4.1. Propriedade horizontal - Realização de obra em parte comum

4.1.1.1. Fracção autónoma - Parte comum

Lê-se no art. 1414º do C.C. que as «fracções de que um edifício se compõe, em condições de constituírem unidades independentes, podem pertencer a proprietários diversos em regime de propriedade horizontal».

Contudo, só «podem ser objecto de propriedade horizontal as fracções autónomas que, além de constituírem unidades independentes, sejam distintas e isoladas entre si, com saída própria para uma parte comum do prédio ou para a via pública» (art. 1415º do C.C.).

A propriedade horizontal pressupõe, assim, «a divisão de um edifício através de planos ou secções horizontais, por forma que, entre dois planos, se compreendam uma ou várias unidades independentes, ou ainda através de um ou mais planos verticais, que dividam igualmente o prédio em unidades autónomas» (Henrique Mesquita, «A propriedade horizontal no Código Civil português», R.D.E.S., XXIII, p. 84).

Lê-se ainda no art. 1420º do C.C. que cada «condómino é proprietário exclusivo da fracção que lhe pertence e comproprietário das partes comuns do edifício» (nº 1), sendo o conjunto dos dois direitos incindível (nº 2).

Logo, na propriedade horizontal concorrem dois direitos reais: um, de propriedade singular e exclusiva, que tem por objecto as fracções autónomas do edifício (art. 1420º, nº 1 do C.C.); e outro, de compropriedade, incidente sobre as partes comuns (art. 1421º do C.C.).

Compreende-se, por isso, que se afirme que o «que caracteriza a propriedade horizontal e constitui razão de ser do respectivo regime é o facto de as fracções independentes fazerem parte de um edifício de estrutura unitária - o que, necessariamente, há-de criar especiais relações de interdependência entre os condóminos, quer pelo que respeita às partes comuns do edifício, quer mesmo pelo que respeita às fracções autónomas» (Henrique Mesquita, ibidem).

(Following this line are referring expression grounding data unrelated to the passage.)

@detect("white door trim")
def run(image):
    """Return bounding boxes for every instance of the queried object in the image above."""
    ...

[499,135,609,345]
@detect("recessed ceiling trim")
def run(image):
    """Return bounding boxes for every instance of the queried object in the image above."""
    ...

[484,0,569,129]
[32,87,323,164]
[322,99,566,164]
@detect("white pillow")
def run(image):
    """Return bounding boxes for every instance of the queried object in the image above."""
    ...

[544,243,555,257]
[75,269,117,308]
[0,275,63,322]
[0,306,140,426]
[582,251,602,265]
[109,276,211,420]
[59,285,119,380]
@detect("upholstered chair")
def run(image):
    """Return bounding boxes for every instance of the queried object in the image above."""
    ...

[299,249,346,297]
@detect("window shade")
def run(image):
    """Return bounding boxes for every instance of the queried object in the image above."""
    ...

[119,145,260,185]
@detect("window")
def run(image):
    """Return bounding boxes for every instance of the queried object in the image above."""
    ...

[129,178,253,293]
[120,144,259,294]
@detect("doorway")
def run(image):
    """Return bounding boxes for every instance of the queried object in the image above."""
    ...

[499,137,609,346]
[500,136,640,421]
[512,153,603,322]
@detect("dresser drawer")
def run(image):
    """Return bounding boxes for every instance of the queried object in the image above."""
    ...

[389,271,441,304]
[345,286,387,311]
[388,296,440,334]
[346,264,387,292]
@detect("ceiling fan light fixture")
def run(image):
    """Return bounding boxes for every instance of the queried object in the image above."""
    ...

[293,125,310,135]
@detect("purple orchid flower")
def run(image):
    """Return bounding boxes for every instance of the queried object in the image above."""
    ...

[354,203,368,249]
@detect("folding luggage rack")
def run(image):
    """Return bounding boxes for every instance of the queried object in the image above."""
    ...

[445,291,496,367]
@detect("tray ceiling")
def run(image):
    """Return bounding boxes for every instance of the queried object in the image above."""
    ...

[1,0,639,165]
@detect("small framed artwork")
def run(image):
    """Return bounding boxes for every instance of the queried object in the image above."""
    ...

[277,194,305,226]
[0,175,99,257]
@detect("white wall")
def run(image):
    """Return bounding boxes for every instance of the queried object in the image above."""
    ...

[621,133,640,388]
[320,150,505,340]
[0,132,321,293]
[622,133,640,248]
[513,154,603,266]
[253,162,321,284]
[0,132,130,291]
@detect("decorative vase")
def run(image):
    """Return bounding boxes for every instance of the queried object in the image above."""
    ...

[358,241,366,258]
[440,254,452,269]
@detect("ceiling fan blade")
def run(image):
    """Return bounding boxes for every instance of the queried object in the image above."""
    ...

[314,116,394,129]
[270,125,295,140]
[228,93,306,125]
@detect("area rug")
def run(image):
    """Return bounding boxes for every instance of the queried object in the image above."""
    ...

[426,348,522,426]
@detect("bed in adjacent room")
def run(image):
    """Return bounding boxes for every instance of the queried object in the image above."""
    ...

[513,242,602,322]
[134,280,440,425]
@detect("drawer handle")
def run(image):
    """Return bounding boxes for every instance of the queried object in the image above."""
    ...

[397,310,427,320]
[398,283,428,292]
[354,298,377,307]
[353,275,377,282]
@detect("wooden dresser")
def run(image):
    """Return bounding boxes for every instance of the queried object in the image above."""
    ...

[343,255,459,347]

As fracções autónomas serão individualizadas no respectivo título de constituição da propriedade horizontal, aí se especificando as partes do edifício pertencentes a cada uma delas (art. 1418º do C.C.). O que aí não esteja especificado como pertencente a cada fracção, será, em princípio, havida como parte comum, a não ser que esteja afectada ao uso exclusivo de um dos condóminos (al. e) do n.º 2 do art. 1421º do C.C.).

Dir-se-á, mesmo, que o título constitutivo da propriedade horizontal «é, fundamentalmente, um acto gerador de autonomização jurídica das fracções do edifício que preencham os requisitos indicados no art. 1415º e poderá ser também - acrescente-se agora - um acto modelador do estatuto da projectada propriedade horizontal, sempre que nele se estabeleçam regras que completem o regime legal ou dele se afastem (na medida em que a lei o permita). Estas regras, embora resultantes de uma declaração negocial, adquirem força normativa ou reguladora, vinculando desde que registadas, os futuros adquirentes das fracções, independentemente do seu assentimento» (Henrique Mesquita, «A propriedade horizontal no Código Civil português», R.D.E.S., XXIII, p. 100).

Das partes comuns do edifício, umas há que são imperativamente comuns a todos os condóminos (n.º 1 do art. 1421º do C.C.); outras partes comuns são-no apenas presuntivamente (n.º 2 do último artigo citado).

Precisando, serão imperativamente comuns as partes que integrarem a estrutura do prédio (como elementos vitais de toda a construção); e sê-lo-ão «ainda que o seu uso esteja afectado a um só dos condóminos, pela razão simples de que a sua utilidade fundamental, como elemento essencial de toda a construção, se estende a todos os condóminos.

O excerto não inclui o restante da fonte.